Non possiamo farci chiudere la bocca da chi ha scelto e vuole convincerci che la guerra, anche se a malincuore, è necessaria e inevitabile. Il nostro riferimento, come ai cristiani, resta il Vangelo come Parola di vita e di pace, resta la persona di Gesù Cristo: uomo di verità, di giustizia, di libertà, di amore e di perdono. Gesù non ha mai usato la violenza neanche per legittima difesa».

      Urge dunque purificare i modelli che scegliamo e presentiamo ai nostri ragazzi.

Purificare, sì. Ma ciò è possibile solo se le nostre scelte di uomini ed educatori sono chiare, forti, solide…

      Il rischio, infatti, di un grande sincretismo di ideali (purtroppo anche religiosi) non solo è sempre in agguato, ma piuttosto sembra essere uno stile scelto in nome della commistione, della “contaminazione” spacciata per cultura accogliente.

      È necessaria una solidità di fede e di scelte per poter cogliere i frutti buoni da alberi che sono piantati in giardini non nostri, in giardini pericolosi. Proprio questa solidità è quella che permette di selezionare senza censurare.

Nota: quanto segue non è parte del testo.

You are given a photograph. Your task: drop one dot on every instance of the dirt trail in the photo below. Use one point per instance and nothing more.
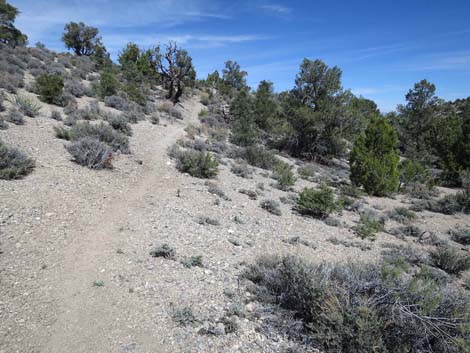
(88, 318)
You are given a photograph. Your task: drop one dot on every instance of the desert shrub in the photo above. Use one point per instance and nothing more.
(197, 164)
(374, 159)
(271, 206)
(15, 117)
(154, 119)
(108, 85)
(203, 220)
(119, 123)
(102, 132)
(450, 259)
(250, 193)
(259, 157)
(402, 215)
(164, 250)
(74, 88)
(242, 170)
(316, 203)
(282, 172)
(27, 106)
(133, 116)
(307, 171)
(369, 224)
(406, 231)
(91, 152)
(56, 115)
(185, 317)
(362, 308)
(193, 261)
(50, 89)
(3, 124)
(460, 235)
(14, 164)
(116, 102)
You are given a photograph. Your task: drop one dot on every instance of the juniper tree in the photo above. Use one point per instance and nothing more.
(374, 159)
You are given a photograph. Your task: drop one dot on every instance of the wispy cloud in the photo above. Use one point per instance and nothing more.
(276, 8)
(457, 60)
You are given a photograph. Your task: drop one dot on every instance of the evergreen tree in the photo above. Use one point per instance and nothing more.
(374, 159)
(244, 130)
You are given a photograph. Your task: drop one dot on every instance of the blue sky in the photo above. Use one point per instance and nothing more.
(382, 46)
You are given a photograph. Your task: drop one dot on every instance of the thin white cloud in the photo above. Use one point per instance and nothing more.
(276, 8)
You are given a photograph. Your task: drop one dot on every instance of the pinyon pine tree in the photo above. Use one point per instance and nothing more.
(374, 159)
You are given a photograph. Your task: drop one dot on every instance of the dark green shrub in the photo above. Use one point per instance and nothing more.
(374, 159)
(164, 250)
(413, 172)
(91, 152)
(361, 308)
(259, 157)
(317, 203)
(14, 164)
(101, 132)
(450, 260)
(402, 215)
(15, 117)
(120, 123)
(271, 206)
(460, 235)
(282, 172)
(197, 164)
(50, 89)
(369, 224)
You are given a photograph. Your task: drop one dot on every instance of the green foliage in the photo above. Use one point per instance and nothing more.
(9, 34)
(412, 172)
(108, 85)
(317, 203)
(82, 39)
(259, 156)
(244, 130)
(450, 260)
(91, 152)
(164, 250)
(361, 308)
(197, 164)
(265, 106)
(282, 172)
(14, 164)
(271, 206)
(368, 226)
(374, 159)
(50, 89)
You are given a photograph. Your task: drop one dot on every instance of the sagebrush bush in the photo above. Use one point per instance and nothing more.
(369, 224)
(50, 89)
(197, 164)
(282, 172)
(27, 105)
(460, 235)
(318, 203)
(402, 215)
(120, 123)
(102, 132)
(259, 157)
(91, 152)
(14, 164)
(271, 206)
(15, 117)
(361, 308)
(450, 259)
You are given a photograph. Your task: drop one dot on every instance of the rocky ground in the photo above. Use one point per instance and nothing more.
(75, 269)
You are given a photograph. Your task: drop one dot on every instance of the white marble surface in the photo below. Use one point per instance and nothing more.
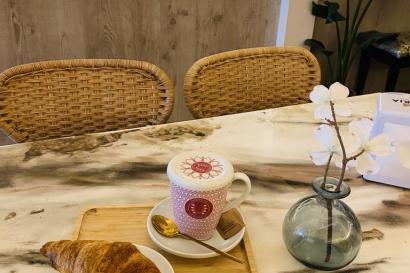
(64, 176)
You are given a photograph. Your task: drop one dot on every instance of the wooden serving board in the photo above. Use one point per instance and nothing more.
(128, 223)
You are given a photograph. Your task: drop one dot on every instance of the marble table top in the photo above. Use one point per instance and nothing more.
(44, 185)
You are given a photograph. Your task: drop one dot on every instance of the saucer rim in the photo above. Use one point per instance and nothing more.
(210, 254)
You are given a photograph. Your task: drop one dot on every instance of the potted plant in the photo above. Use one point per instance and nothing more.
(346, 28)
(321, 231)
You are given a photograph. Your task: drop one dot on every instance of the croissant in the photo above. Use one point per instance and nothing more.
(96, 256)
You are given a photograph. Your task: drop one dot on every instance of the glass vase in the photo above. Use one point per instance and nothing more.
(321, 231)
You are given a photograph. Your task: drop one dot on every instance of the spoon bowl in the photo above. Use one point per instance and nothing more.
(168, 228)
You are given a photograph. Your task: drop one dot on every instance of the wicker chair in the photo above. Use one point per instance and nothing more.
(72, 97)
(250, 79)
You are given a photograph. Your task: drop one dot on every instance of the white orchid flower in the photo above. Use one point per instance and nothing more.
(403, 149)
(324, 133)
(381, 145)
(322, 96)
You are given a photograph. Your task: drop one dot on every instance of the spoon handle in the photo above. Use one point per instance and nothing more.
(212, 248)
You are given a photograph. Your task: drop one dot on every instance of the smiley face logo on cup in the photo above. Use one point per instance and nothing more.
(198, 208)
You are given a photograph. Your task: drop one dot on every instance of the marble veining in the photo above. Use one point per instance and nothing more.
(44, 185)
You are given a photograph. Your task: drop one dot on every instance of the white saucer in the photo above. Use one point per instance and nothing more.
(163, 265)
(186, 248)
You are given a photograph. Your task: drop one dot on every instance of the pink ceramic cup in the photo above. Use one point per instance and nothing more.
(199, 183)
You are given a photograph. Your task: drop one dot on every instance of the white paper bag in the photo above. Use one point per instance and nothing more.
(393, 118)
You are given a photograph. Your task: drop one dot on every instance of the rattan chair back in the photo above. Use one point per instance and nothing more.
(72, 97)
(250, 79)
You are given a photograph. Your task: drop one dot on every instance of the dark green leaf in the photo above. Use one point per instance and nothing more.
(367, 38)
(317, 45)
(329, 11)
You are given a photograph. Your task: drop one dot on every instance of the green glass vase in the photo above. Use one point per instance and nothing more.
(321, 231)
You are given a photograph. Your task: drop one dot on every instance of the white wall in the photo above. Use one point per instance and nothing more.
(296, 22)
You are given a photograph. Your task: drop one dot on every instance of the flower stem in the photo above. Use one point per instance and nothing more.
(323, 186)
(329, 230)
(342, 146)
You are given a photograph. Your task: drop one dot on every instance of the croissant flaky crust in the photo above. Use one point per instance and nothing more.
(83, 256)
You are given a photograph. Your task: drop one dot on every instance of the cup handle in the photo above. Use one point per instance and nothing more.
(236, 202)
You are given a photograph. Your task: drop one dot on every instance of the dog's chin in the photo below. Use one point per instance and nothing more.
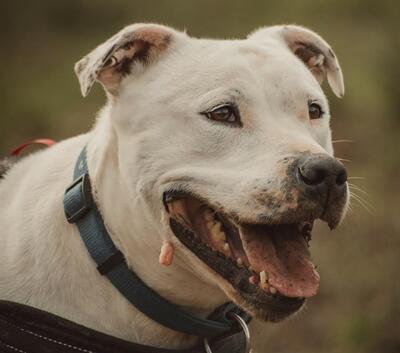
(265, 269)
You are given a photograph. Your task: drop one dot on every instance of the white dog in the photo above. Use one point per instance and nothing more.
(216, 153)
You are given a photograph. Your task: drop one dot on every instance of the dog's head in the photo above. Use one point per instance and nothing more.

      È tempo perciò di un lavoro serio su noi stessi.

      È tempo di dire basta alla moda dei rivoluzionari, del fricchettonismo (sic!), dell’alternativo a tutti i costi, che ci rende vittime di una adolescenza non di ritorno, ma di stile, che fa di noi degli immaturi, dei bamboccioni che vanno appresso alle bandiere di canovaccio di dantesca memoria, privi della consapevolezza della gravità del modello educativo sbagliato con cui ci presentiamo ai nostri ragazzi.

      È tempo anche di curare i nostri rapporti tra adulti nei diversi livelli associativi, con relazioni e rapporti che – pur nella dialettica di chi la pensa in maniera diversa – sono sempre a edificazione e mai a detrimento della vita comune.

      Da ciò deriva la “selezione” dei testimoni, dei modelli.

      Esempio… Non sceglierò mai come modello di impegno civile un rivoluzionario sanguinario e guerrafondaio, seppur animato dalla giusta lotta per le classi svantaggiate!

      Né mi produrrò in violenti e continui attacchi verbali, magari sull’onda dell’ultima fake news appresa sui social…

      Ma osservazione, giudizio, azione… mi condurranno a trovare il meglio da fare e da esprimere che non solo sia costruttivo ed educativo, ma sia veramente manifestazione della volontà di edificare qui e ora il Regno di Dio, che ho scelto come orizzonte di vita, di famiglia, di servizio…

      A Pietro, che nel momento dell’arresto nell’orto degli ulivi voleva difendere Gesù da quanti lo stavano arrestando attaccandoli con la spada, arrivando addirittura a tagliare un orecchio al servo del sommo sacerdote, Malco, Gesù urla: «Rimetti la spada nel fodero, perché tutti quelli che mettono mano alla spada, periranno di spada!» (cf Mt 26,52).

 

3.     Il Cristiano/Lo Scout non si dà pace!

      A noi, oggi, presenta la necessità profetica di presentarci disarmati.

      Unica nostra arma l’amore che perdona, e la Scrittura, parola viva che alimenta la nostra testimonianza.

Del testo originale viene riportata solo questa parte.